Because Toqué! is committed to serving seasonal produce, we have, over the years, developed a unique relationship with the market gardeners and pickers who share the same enthusiasm for fresh vegetables. Most sell their finds directly to Montreal restaurants, but if the harvest is good small markets such as Les Cinq Saisons on Avenue Bernard will carry their bounty.

In May, I love the combined flavours of wild greens such as fiddlehead ferns, day lily sprouts, daisy leaves and wild sorrel, all of which are grown with dedication by restaurant produce supplier Diane Duquet in Dunham, a small town in the Eastern Townships.

I toss them with white asparagus carefully cultivated by Mr. P.A. Daignault in Blainville, a city northwest of Montreal near the foot of the Laurentians.

But the best thing about May is the arrival of the first morels of the season. Morels are probably the most earthy food there is. They are special and not easy to find. In Quebec, the entire Desteredjian family works on finding morels in the Eastern Townships.

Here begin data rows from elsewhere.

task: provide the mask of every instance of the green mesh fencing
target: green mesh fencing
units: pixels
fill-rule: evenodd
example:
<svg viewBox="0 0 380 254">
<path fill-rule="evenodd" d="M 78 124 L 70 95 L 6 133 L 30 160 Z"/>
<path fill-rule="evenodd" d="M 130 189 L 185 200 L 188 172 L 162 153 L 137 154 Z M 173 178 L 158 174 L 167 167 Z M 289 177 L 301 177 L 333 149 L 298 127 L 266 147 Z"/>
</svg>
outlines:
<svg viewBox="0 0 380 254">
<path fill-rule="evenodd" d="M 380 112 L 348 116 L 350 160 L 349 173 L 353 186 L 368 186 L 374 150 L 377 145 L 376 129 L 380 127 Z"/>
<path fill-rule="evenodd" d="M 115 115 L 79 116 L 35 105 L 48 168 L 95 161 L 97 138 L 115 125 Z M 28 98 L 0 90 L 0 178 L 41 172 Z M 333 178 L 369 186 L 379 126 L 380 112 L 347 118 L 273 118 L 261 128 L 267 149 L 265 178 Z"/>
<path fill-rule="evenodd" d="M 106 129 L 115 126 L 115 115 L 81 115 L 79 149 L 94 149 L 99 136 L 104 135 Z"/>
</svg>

Gérard Mathar and his team of pickers will do the same, later in the season, on the North Shore and in the Gaspé Peninsula.There are two different types of morels found in Quebec: the conical morel (morchella elata) and the yellow morel (morchella esculenta). Both enjoy cold and humid temperatures. The conical morel can be found from April until the end of May in sandy soil under balsam poplar, trembling aspen or pine trees. The yellow morel can be found from mid-May until the end of June in more open areas in forest, under elms and poplars, or in orchards under old apple trees. It is easier to find morels after a forest fire.

Once you've found your morels, they are simple to prepare and easy to serve. And they are also easy to clean when you know how. At Toqué we blanch the morels first, then leave them at room temperature. This technique cleans them properly and keeps them moist and tasty.

Now is the time to take advantage of all the fresh, locally grown produce available at the markets.

And remember, when you're eating those vegetables, wild herbs and mushrooms, keep it simple to fully enjoy the flavour!

WARM MORELS AND ASPARAGUS WITH GRIBICHE SAUCE

What you need

200 grams (about 7 ounces) of fresh morels

12 medium-sized white asparagus (3 per person)

What you do

Morel mushrooms: Trim the foot of the mushroom carefully with a knife. Blanch in salted boiling water for about one minute.

Strain well and lay on paper towel or cloth to drain.

Just before serving: Heat 1 tablespoon of olive oil and 1 tablespoon of butter in frying pan. Sauté morels under medium to high heat to create a nice crispy exterior.

Season and serve warm.

Asparagus: Blanch lightly, drain from water and save, covered. Drizzle with olive oil before serving warm with morels.

GRIBICHE SAUCE

What you need

3 cold hard-boiled eggs

2/3 cup 2/3 cup? very thick mayonnaise

1/5 cup sliced, marinated day-lily buds

1/5 cup chopped fresh tarragon

1/5 cup chopped fresh sea lovage

1 1/3 tablespoons Sherry vinegar

Salt and pepper to taste

What you do

Chop the egg whites and yolks separately and reserve. Mix the whites and half of the yolks into the mayonnaise.

Add buds, lovage and tarragon.

Gently mix in vinegar. Season, and reserve in the fridge.

PLATINGWhat you do

Spoon about 2 tablespoons of gribiche sauce onto each plate. Arrange morels on and around the sauce.

Serve with warm asparagus and springtime shoots.

Serves 4.

Normand Laprise is the head chef and co-owner of the restaurant Toqué! in Montreal

Beppi's wine matches

Pinot noir, particularly red Burgundy (made from the pinot noir grape), is a sublime match for wild mushrooms, especially rich morels. Another good choice is Barolo or Barbaresco from Italy, based on the nebbiolo grape. None of these comes cheap, regrettably. One disclaimer: The gribiche sauce poses a challenge. Eggs and vinegar tend to be unfriendly to wine in general. But the nice thing about both pinot noir and nebbiolo is that they're rich in acidity and can joust with the gribiche if need be.

On the more affordable side, good choices include Malivoire Pinot Noir 2004 from Niagara ($27.95 in Ontario), Church & State Pinot Noir Hollenbach Vineyard 2005 from B.C. ($21 in B.C.) and Elio Filippino Barolo La Morra 2001 from Italy ($45.95).